# Serving User Recommendations with Sorted Sets

Personalization is an  important part of growing a successful  website. Personalization can
increase user traffic on  your website. Various algorithms exist to  predict what content a
user might be  interested in given their  browsing history. Many third  party systems exist
to compute  recommendations, but recommendations aren't  useful if they can't  be served to
users quickly.

In this chapter, we are going to look at  how the Redis sorted set set datatype can be used
to serve up blog recommendations. Among the topics we will cover in this chapter:

* Sorted sets versus sets
* Specifying data storage conventions 
* Storing recommendations
* Viewing Recommendations  

## Sorted Set 

Redis provides two types of set data structures, the set and the sorted set. In the
previous chapter we looked at using the Set type to calculate unique views, and in this
chapter we are going to look at using the other set type, Sorted Sets, to serve up user
recommendations.

Sorted sets in Redis are similar to the basic set data structure, except every element in
the set is associated with a floating point value, called the score. Like Redis sets,
sorted sets consist of a collection of unique elements but the set is ordered according to
two rules:

* Elements with different scores are ordered by score
* Elements with same scores are ordered by string comparison on the element

Using these two rules, the set is maintained in ascending order with the smallest element
at position zero. As of the 3.2 release, Redis provides 21 different commands to operate
on sorted sets. These commands allow the user to perform a variety of operations:

* Add and remove elements from the set
* Retrieve elements of the set based on score or element name
* Update element scores
* Combine multiple sets
* Determine the size of sets

You may also hear Redis sorted sets referred to as zsets.

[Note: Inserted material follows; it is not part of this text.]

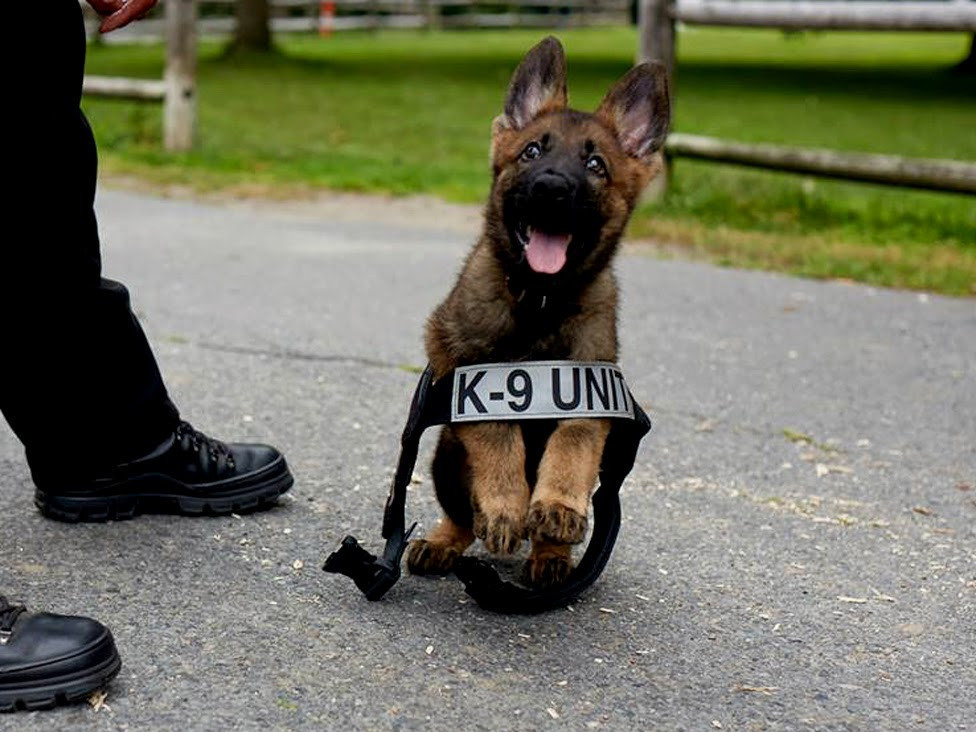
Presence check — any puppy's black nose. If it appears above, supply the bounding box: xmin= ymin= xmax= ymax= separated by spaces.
xmin=530 ymin=171 xmax=574 ymax=204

## Blog Post Recommendations

In this chapter, we are going to look at building a system for quickly serving blog post
recommendations to users of our website. In our system, recommendations will be generated
from a variety of data sources that are processed off-line to generate a list of
recommendations that will then be loaded into Redis for serving to visitors.

The recommendation engine will deliver a new set of recommendations for users all at once.
The recommendations data will be structured as a `user_id` followed by a list of
`(page_id, score)` tuples. A variable number of recommendations is generated for each user.

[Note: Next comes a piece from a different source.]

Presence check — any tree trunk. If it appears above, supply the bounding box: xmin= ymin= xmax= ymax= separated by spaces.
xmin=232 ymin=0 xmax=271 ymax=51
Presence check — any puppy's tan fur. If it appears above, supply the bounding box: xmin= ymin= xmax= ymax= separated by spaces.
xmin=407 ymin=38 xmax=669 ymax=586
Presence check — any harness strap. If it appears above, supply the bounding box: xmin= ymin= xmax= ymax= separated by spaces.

## Data Storage Conventions

Our recommended blog posts will be stored in the database using the sorted set datatype.
The recommended blog posts for a particular user will be stored under the key 
`user:{user_id}:recommendations`.  The recommendation data will consist of the `page_id`
of the blog post and a score between -1.0 to 1.0, with 1.0 being highly recommended and a
-1.0 being not recommended.

To improve the clarity of our examples, the Notebook environment includes several utility 
functions.  In this chapter, the primary utility functions we use are:

* `user_recommendation_key` - generates the appropriate key for the user recommendations
* `clear_user_recommendations` - removes the recommendations for the given user

## Storing Recommendations

The first step in building our example recommendation system is building a system to load
the data from recommendation backend into Redis. As our code processes data from the
backend recommendation system it needs to:

* Parse the recommendation data
* Compute a key from the data
* Remove the key if it exists
* Store the recommendations in Redis

The Redis ZADD command adds the specified member plus score to the sorted set, creating
the sorted set if it doesn't exits. In our sample system, an entire batch of
recommendations is loaded at once, so we can't just use the ZADD command, otherwise we
would never clear the old recommendations.

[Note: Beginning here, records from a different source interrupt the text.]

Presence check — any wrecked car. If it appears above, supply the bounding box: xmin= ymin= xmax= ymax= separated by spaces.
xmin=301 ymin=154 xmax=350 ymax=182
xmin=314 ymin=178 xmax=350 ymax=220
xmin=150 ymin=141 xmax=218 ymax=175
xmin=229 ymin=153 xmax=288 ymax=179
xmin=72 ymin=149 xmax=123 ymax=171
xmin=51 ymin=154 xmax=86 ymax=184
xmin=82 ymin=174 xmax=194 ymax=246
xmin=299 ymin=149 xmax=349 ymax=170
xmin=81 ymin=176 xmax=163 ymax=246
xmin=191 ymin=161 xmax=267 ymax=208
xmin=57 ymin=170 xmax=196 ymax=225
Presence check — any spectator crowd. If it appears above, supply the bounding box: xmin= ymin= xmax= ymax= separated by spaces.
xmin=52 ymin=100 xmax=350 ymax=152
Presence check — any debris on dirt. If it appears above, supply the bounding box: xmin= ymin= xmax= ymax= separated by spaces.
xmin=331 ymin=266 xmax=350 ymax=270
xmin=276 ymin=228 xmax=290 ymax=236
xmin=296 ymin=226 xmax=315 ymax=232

*Run our example by selecting the cell and pressing SHIFT + ENTER*

In [None]:
import redis

# example connection parameters 
config = {
    "host": "redis",
    "port": 6379
}

r = redis.StrictRedis(**config)

sample_user_recommendations = [
    (3001, [ (201, -1), (202, -.8), (203, .4), (204, .9), (205, .8), (206, .7)]),
    (3002, [ (201, -1), (202,  .7), (204, .3) ]),
    (3003, [ (201, -1), (202, -.2), (203, .4) ]),
    (3004, [ (201, -1), (202, -.3), (203, .2) ]),
    (3005, [ (201, -1), (202,  .8), (203, .2), (204, .9) ]),
    (3006, [ (201, -1), (202,  .8), (203, .1), (204, .9) ]),
    (3007, [ (201, -1), (202,  .2), (203, .1) ]),
    (3008, [ (201, -1), (202,  .1), (203, .6) ]),
    (3009, [ (201, -1), (202,  .7), (203, .6), (204, .9) ]),
    (3010, [ (201, -1), (202,  .2) ])
]

In [None]:

def user_recommendation_key(user_id):
    "Returns the appropriate key for user recommendations"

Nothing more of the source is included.